The collapse of empire meant more than the disappearance of centralized government and endemic conflict. In post-Han China and post-Roman Europe, it also meant the decline of urban life, a contracting population, less area under cultivation, diminishing international trade, and vast insecurity for ordinary people. It must have seemed that civilization itself was unraveling.

The most significant difference between the collapse of empire in China and that in the western Roman Empire lay in what happened next. In China, after about 350 years of disunion, disorder, frequent warfare, and political chaos, a Chinese imperial state, similar to that of the Han dynasty, was reassembled under the Sui (589–618 C.E.), Tang (618–907), and Song (960–1279) dynasties. Once again, a single emperor ruled; a bureaucracy selected by examinations governed; and the ideas of Confucius informed the political system. Such a Chinese empire persisted into the early twentieth century, establishing one of the most continuous political traditions of any civilization in world history.
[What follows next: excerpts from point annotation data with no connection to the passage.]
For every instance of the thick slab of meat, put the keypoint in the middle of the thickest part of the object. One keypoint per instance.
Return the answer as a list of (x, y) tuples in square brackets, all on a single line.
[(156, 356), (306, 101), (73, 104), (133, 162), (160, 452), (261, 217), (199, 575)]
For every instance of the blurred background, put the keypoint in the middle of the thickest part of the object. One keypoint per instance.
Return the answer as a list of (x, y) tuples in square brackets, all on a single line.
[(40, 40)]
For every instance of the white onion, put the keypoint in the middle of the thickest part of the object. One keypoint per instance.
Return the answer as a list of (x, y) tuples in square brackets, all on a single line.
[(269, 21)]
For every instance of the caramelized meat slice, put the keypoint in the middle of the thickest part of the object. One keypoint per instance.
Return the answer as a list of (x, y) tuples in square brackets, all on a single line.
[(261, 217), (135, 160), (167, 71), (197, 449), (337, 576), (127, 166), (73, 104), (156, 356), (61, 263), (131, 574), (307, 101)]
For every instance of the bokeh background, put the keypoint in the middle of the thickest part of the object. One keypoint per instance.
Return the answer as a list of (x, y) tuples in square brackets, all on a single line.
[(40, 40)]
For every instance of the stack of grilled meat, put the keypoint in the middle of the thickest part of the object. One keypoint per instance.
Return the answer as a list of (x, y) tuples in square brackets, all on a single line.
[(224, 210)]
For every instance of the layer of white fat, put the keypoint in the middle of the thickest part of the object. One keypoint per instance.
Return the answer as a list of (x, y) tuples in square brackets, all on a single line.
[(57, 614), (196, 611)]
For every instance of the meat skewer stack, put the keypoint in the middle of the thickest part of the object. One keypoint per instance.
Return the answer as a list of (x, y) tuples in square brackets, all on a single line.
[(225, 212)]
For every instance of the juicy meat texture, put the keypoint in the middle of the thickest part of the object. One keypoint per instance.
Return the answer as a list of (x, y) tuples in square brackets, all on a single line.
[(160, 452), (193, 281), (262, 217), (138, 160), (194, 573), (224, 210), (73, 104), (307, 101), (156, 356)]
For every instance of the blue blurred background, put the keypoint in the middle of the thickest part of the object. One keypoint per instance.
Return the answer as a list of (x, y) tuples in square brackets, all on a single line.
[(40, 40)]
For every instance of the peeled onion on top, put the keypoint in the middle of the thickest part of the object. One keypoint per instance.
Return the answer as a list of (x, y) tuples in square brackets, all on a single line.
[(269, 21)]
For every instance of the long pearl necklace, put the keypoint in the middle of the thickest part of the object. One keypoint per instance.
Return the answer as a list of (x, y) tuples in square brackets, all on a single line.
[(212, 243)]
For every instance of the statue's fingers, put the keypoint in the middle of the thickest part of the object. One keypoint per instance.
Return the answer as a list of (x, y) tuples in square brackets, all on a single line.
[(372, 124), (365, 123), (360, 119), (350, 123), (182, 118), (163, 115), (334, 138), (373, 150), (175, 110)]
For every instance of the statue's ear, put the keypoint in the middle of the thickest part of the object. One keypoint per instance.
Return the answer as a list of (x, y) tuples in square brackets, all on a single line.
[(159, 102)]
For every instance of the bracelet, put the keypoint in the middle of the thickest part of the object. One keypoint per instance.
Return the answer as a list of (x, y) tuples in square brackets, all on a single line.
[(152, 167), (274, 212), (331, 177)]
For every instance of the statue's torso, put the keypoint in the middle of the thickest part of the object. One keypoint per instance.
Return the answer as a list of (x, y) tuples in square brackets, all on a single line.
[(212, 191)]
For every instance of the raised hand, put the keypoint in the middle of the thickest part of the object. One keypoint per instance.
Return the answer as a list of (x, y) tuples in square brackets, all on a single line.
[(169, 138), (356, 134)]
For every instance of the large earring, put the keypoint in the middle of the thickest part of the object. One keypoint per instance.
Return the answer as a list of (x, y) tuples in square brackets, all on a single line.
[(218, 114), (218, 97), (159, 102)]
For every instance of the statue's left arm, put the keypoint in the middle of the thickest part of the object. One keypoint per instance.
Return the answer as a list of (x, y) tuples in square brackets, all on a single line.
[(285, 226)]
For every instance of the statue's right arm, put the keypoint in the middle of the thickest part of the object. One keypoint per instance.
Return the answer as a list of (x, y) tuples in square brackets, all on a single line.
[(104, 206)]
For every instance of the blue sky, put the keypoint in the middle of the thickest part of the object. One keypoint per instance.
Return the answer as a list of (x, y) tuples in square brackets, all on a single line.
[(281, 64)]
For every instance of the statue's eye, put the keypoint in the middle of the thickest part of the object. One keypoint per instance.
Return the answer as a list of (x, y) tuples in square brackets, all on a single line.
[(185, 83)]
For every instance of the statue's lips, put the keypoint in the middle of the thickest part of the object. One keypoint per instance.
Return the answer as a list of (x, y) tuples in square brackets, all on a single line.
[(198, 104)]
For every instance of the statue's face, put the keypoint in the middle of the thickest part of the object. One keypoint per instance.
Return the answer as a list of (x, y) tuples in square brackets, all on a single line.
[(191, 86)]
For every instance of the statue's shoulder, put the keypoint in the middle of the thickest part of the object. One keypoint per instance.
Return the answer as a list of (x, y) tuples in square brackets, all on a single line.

The story line of European history following the end of the western Roman Empire was very different indeed. No large-scale, centralized, imperial authority encompassing all of Western Europe has ever been successfully reestablished there for any length of time. The memory of Roman imperial unity certainly persisted, and many subsequently tried unsuccessfully to re-create it. But most of Western Europe dissolved into highly decentralized political systems involving nobles, knights and vassals, kings with little authority, various city-states in Italy, and small territories ruled by princes, bishops, or the pope. From this point on, Europe would be a civilization without an encompassing imperial state.

From a Chinese point of view, Western Europe’s post-Roman history must seem an enormous failure. Why were Europeans unable to reconstruct something of the unity of their classical empire, while the Chinese clearly did? Surely the greater cultural homogeneity of Chinese civilization made that task easier than it was amid the vast ethnic and linguistic diversity of Europe. The absence in the Roman legacy of a strong bureaucratic tradition also contributed to European difficulties, whereas in China the bureaucracy provided some stability even as dynasties came and went. The Chinese also had in Confucianism a largely secular ideology that placed great value on political matters in the here and now. The Roman Catholic Church in Europe, however, was frequently at odds with state authorities, and its “otherworldliness” did little to support the creation of large-scale empires. Finally, Chinese agriculture was much more productive than that of Europe, and for a long time its metallurgy was more advanced.16 These conditions gave Chinese state builders more resources to work with than were available to their European counterparts.

SUMMING UP SO FAR

In comparing the Roman and Chinese empires, which do you find more striking—their similarities or their differences?